5. Een kapvergunning kan worden geweigerd nadat een bouw- of aanleg- of sloopvergunning is
verleend, indien de rechthebbende aanvrager van een kapvergunning niet, of niet tijdig, of niet
volledig de aanwezigheid heeft gemeld van een beeldbepalende of anderszins waardevolle
houtopstand aan burgemeester en wethouders.
Toelichting artikel 15
Artikel 15 verhouding tussen kapvergunning en bouw-, aanleg, sloop-, en/of
monumentenvergunningen en de verhouding tussen kapvergunning en
een ruimtelijke ordeningsprocedure
3e lid:
In sommige gevallen wordt de kapvergunning al verleend voordat de bouw-, aanleg-, sloop-,
en/of monumentenvergunning verleend is of de ruimtelijke ordeningsprocedure doorlopen is.
Het geval zou zich kunnen voordoen dat deze bouw-, aanleg, sloop-, en/of
monumentenvergunning op een later tijdstip alsnog niet wordt verleend of de ruimtelijke
ordeningsprocedure niet doorlopen wordt en de kap dan al heeft plaatsgevonden. Zolang er nog
geen zekerheid bestaat omtrent het afgeven van een bouw-, aanleg-, sloop-, en/of
monumentenvergunning of het doorlopen van een ruimtelijke ordeningsprocedure mag van de
kapvergunning nog geen gebruik worden gemaakt, omdat er geen noodzaak is tot het kappen
van bomen als later de bouw-, aanleg-, sloop- en/of monumentenvergunning alsnog niet
doorgaat of de ruimtelijke ordeningsprocedure niet doorlopen wordt.

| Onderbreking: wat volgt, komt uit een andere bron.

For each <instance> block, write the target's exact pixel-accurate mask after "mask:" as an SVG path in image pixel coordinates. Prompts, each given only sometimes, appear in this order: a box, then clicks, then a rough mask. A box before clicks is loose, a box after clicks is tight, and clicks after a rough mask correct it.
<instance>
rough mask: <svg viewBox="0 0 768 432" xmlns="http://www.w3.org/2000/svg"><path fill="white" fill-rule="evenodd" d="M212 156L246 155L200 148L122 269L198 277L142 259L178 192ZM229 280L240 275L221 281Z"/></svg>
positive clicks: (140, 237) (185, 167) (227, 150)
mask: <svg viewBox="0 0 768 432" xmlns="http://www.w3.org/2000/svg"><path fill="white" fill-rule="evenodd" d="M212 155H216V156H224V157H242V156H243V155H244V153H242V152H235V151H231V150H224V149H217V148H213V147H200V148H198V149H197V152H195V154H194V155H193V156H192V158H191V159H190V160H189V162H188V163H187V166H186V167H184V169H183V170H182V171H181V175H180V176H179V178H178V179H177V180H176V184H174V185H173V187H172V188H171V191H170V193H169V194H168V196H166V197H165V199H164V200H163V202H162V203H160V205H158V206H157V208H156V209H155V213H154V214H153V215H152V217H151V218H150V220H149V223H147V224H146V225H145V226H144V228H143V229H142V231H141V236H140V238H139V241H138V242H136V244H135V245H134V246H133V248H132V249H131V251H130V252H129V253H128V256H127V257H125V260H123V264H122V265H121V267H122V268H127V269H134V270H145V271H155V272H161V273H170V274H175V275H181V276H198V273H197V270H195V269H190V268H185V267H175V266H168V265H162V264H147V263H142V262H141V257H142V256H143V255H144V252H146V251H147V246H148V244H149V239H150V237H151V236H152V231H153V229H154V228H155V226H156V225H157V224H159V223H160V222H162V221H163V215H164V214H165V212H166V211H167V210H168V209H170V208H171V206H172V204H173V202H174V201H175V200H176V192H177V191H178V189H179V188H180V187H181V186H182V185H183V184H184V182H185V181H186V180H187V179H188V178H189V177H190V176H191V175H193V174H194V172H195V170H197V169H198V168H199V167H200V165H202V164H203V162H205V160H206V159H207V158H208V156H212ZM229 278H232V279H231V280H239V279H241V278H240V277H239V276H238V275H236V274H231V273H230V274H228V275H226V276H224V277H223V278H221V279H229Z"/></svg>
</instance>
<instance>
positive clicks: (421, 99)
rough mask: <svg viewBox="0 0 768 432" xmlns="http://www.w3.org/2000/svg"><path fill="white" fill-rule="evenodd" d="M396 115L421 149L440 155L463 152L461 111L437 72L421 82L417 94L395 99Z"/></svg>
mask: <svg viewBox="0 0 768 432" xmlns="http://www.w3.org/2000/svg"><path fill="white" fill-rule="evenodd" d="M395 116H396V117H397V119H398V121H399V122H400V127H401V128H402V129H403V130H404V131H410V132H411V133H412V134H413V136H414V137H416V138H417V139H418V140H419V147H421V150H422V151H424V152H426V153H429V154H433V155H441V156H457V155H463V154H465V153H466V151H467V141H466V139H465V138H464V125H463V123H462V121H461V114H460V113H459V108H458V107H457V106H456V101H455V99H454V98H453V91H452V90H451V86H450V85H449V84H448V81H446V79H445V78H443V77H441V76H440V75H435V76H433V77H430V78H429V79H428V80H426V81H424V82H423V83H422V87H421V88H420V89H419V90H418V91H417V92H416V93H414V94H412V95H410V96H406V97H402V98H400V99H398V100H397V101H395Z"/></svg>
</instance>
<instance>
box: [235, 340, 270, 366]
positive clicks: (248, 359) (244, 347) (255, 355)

NB: de afweging tot het wel of niet verlenen van een kapvergunning vindt meestal al van
tevoren plaats in het kader van planologische procedures, zoals bijvoorbeeld bij het opstellen
van bestemmingsplannen. In het kader van b.v. het bouwrijp maken kan de kapvergunning dan
na deze planologische afweging verleend worden conform artikel 2 van deze verordening. Bij
het bouwrijp maken van grond, waarbij geen sprake is van een bouw-, aanleg-, of
sloopvergunning of projectbesluit of ontheffing van het bestemmingsplan wordt de
kapvergunning eveneens afgegeven conform artikel 2 van deze verordening.
Artikel VI
Artikel 23 overgangsbepalingen komt te vervallen.
Artikel VII
Artikel 24 wordt vervangen: Het nieuwe artikel 24 luidt als volgt:
Artikel 24 slotbepaling
1. Deze verordening kan worden aangehaald als Bomenverordening Breda 2001.
2. De verordening treedt in werking met ingang van de eerste dag na die van bekendmaking.